In Run 1, the standard SDL configuration was used to drill the pilot BHA at TD. A SDL standalone service with the BCPM as a master was successfully tested in Run 2. This system setup is a non-steerable BHA option with a very short stick-out of 1.5 m. In Run 2, the liner shoe was drilled down into the reservoir. The liner was successfully set to the designated liner depth and cemented. The new 4 ¾-in. AutoTrak with near-bit gamma performed well in conjunction with the SDL system. The near-bit gamma was needed for geostopping purposes. All test objectives were achieved.

LINER CEMENTING

After reaching TD, the liner was left in the well and the inner string was pulled. With the current system, there is no backflow (float) valve in the shoe and there is no packer in the liner top. First, a cement retainer was run and the cement job was executed, then the liner top packer was run and activated in a separate trip. The cement operation was particularly important in this well, and to minimize introduction of new operations, the cementing operation was performed with conventional tools and procedures. However, the SDL solution includes a time-optimized cement operation where installation of the cement retainer, performing the cement job and setting the liner top packer are done in the same run. This was successfully performed on the Stafjord test.

TORQUE AND DRAG

The measured torque and drag matched the simulated values well on all field tests. For example, the simulated torque of the 9 5/8-in. steerable drilling liner system on Brage was 36 klbf-ft (50 kNm). The average measured value at surface was 34 klbf-ft (47 kNm). Torque and drag of a SDL application with the added weight of the liner is higher than applications with conventional drillstring. For instance, in the Brage case, the torque of the standard rotary steering BHA was 7 klbf-ft lower than the values for the steerable drilling liner BHA. For the Brage application, 6 5/8-in. drill pipe to surface was used to drill the wellbore.

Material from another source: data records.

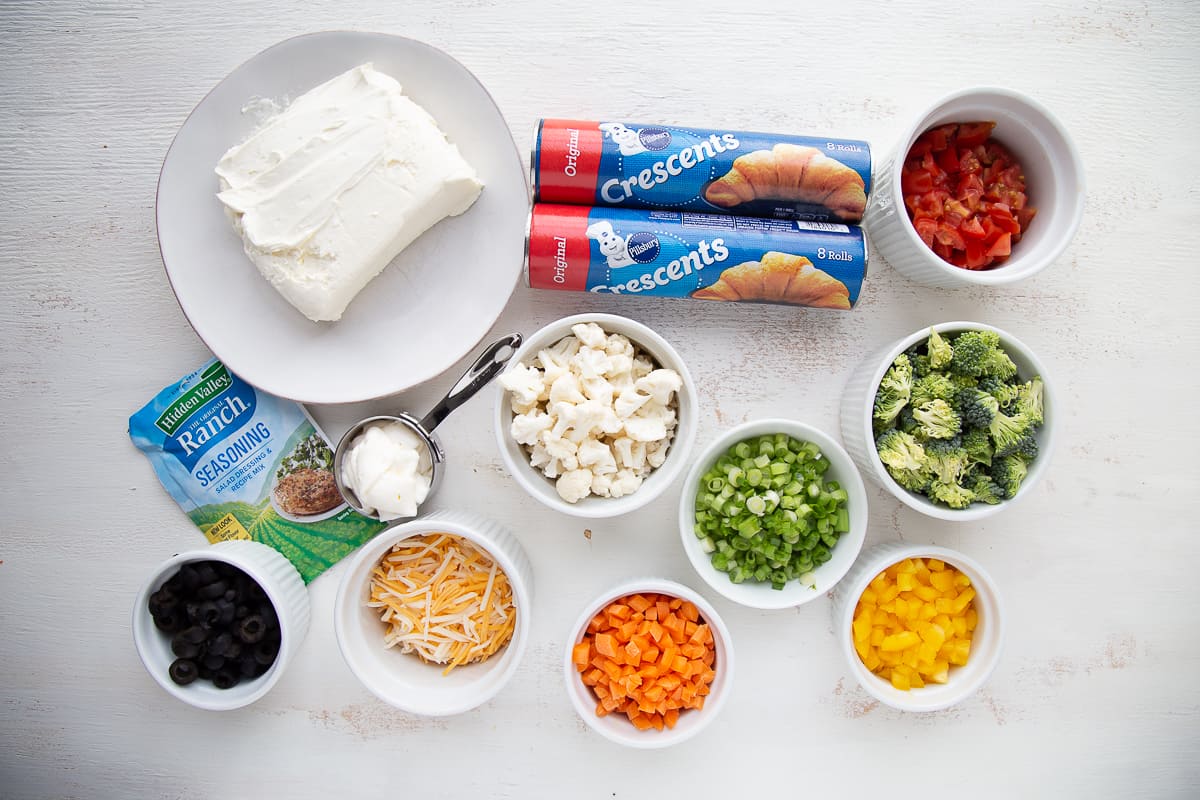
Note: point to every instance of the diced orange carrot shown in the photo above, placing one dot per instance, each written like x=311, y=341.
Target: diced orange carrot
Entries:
x=619, y=611
x=639, y=603
x=649, y=657
x=605, y=644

OBSERVED HYDRAULIC, HOLE CLEANING

The hydraulic profile of the annulus can be separated in two main parts and two sub-distributions. The two main hydraulic profiles are: 1) the annulus between open hole/casing and liner – from reamer bit to liner running tool; 2) the annulus between drill pipe and previous casing from the liner-running tool to the surface. The annulus between the liner and the open hole requires less flow rate to clean the borehole (minimum cutting lifting capacity), while the section above the liner-running tool requires higher flow rate due to larger cross-section.

VIBRATIONS

All steerable drilling liner operations were started in pre-drilled ratholes, 8 ½-in.for the 7-in. steerable drilling liner system and 12 ¼-in. rathole for the 9 5/8-in. system. When starting to drill the pilot hole (6- and/or 8 ½-in.) whirl can be expected due to the fact that the pilot BHA is not stabilized within the bigger rathole. As soon the first stabilizer is in the new formation, the pilot BHA will be stabilized and the whirl will be minimized.

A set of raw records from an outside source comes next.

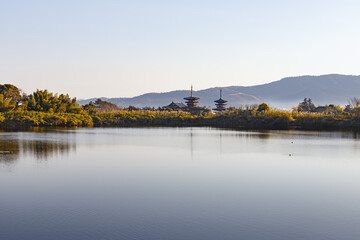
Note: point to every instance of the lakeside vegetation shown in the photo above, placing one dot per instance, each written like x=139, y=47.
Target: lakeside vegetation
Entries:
x=46, y=109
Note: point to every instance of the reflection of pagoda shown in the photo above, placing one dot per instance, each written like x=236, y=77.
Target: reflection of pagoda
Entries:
x=220, y=103
x=191, y=101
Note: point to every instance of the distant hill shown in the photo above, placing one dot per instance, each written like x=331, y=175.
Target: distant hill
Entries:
x=285, y=93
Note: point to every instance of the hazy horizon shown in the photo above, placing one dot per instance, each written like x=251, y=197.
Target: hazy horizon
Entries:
x=128, y=48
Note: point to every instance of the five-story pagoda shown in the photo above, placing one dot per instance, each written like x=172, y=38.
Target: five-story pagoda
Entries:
x=220, y=103
x=191, y=101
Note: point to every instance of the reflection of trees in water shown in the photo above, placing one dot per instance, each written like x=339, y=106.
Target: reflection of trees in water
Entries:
x=43, y=150
x=9, y=151
x=12, y=148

In the Brage case, the BHA had to be reamed to bottom. The 6 ¾-in. pilot BHA was not stabilized during the reaming operations in the 12 ¼-in. open hole. These circumstances led to lateral vibrations, with occasional levels of 3 to 4. The total vibration level ranged from 0 to 7. Level 7 is considered the highest total vibration (level 3 to 4 is considered as medium lateral and whirl vibration). Reducing the flow rate to reduce the bit RPM (motor application) helped slightly, but it did not help to run the tools out of specifications. During reaming operations, when the pilot BHA is out of the pilot hole, lateral vibrations can be expected.

DIRECTIONAL SURVEY

Analysis of the raw measurement-while-drilling (MWD) data compared with the post-section gyro logging of the well showed a good match. Having the liner this close to the MWD tool will have a dramatic effect on the magnetic interference; therefore, all surveys were corrected for magnetic interference in real time. However, some movements on the accelerometers were seen indicating that there was some string movement while the survey was taken. This has been rectified for future applications.

RATE OF PENETRATION

The observed ROP was in the same range as conventional drilling. For BETA, it is noted that all wells were drilled in the top-hole section. The average ROP of the last BETA test was 11 m/hr. The average ROP was around 6 m/hr at the Brage well; however, the ROP was controlled to mitigate the operational risk.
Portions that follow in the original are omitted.